Debt means having the same enemy
What do working people in Greece, Ghana, Detroit and Puerto Rico have in common?
They are all exploited by imperialist finance capital. Now, in 2015, all are targets of big capital’s class war. From Wall Street to London, Paris and Frankfurt, the banks and the national states that ride shotgun for their interests are using the debt crisis to squeeze every last ounce of profit out of workers’ labor power.
Workers all over the capitalist globe face severe cutbacks in whatever social programs still exist. At the same time, workers still feel the economic disaster of the capitalist crisis that exploded during 2007 and 2008 and continues without relief. This means high unemployment rates and an increase of those living in extreme poverty.
In each of the four places named above, the workers face both class and national oppression, the latter taking the form of a lack of both national sovereignty and economic self-determination.
According to ghanaweb.com on July 8, the International Monetary Fund insisted that Ghana’s government reduce spending for salaries of public workers. Health workers who had successfully completed two- and three-year education programs and served for a year in the national health service are now unemployed. Dictating that decision to Ghana hurts both the health workers and most of the 27 million people living there.
The United States is the major decider in the IMF — which makes up one-third of the European Union’s “Troika” that has been persecuting Greek workers.
Detroit was once the model for a working-class city in the U.S., home to the country’s automobile industry where the United Auto Workers set the tone for the best union contracts. Since restructuring and outsourcing, a weakened UAW and the “Great Recession,” this now 83 percent Black city has lost half its population, plunging it into poverty. Unable to repay the debt that predatory banks foisted on it and headed toward bankruptcy, Detroit’s city government was forced to cede rule to a state-appointed manager. His role was to assure that repaying the banks had priority over saving pensions, city jobs, education and social services.
As Berta Joubert-Ceci wrote in the July 16 issue of this newspaper, workers in Puerto Rico — a country that has been a colony of U.S. imperialism for the past 117 years — face a similar debt attack to that haunting Greece, Ghana and Detroit, despite its different political status. Puerto Rico now owes $72 billion to its creditors, and its colonial governor admits the country is unable to pay it.

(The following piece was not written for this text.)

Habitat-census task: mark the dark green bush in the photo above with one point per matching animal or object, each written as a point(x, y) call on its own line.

The colonial laws controlling Puerto Rico forbid it from declaring bankruptcy. That means it can’t even do what Detroit did to write down some of the debt — not that this helped Detroit’s workers. Those who would “manage” Puerto Rico’s debt have more or less the same recipe as those imposing “austerity” all over the globe: Lower the $7.25 minimum wage; privatize public property; cut education, health care and social services; and prioritize paying the predatory banks. Puerto Rico is tied to the dollar like Greece is to the euro — unable to control its own currency. Additionally, it has the added burden of U.S. political domination.
Greece has been the focus of attention worldwide these past few weeks. An announced deal — which hasn’t yet been ratified in either Athens or Berlin — imposes even more sacrifices and hardships on the Greek working class. As in the other areas, this is done with the collaboration of the local ruling class, which is as anti-worker as are the foreign banks.
These four examples in four different parts of the world clearly show that the bosses and bankers have used the debt to wage war on the working class. The first step toward a successful fightback is the realization that workers all over the world face the same enemy and have the same interests in defeating that enemy.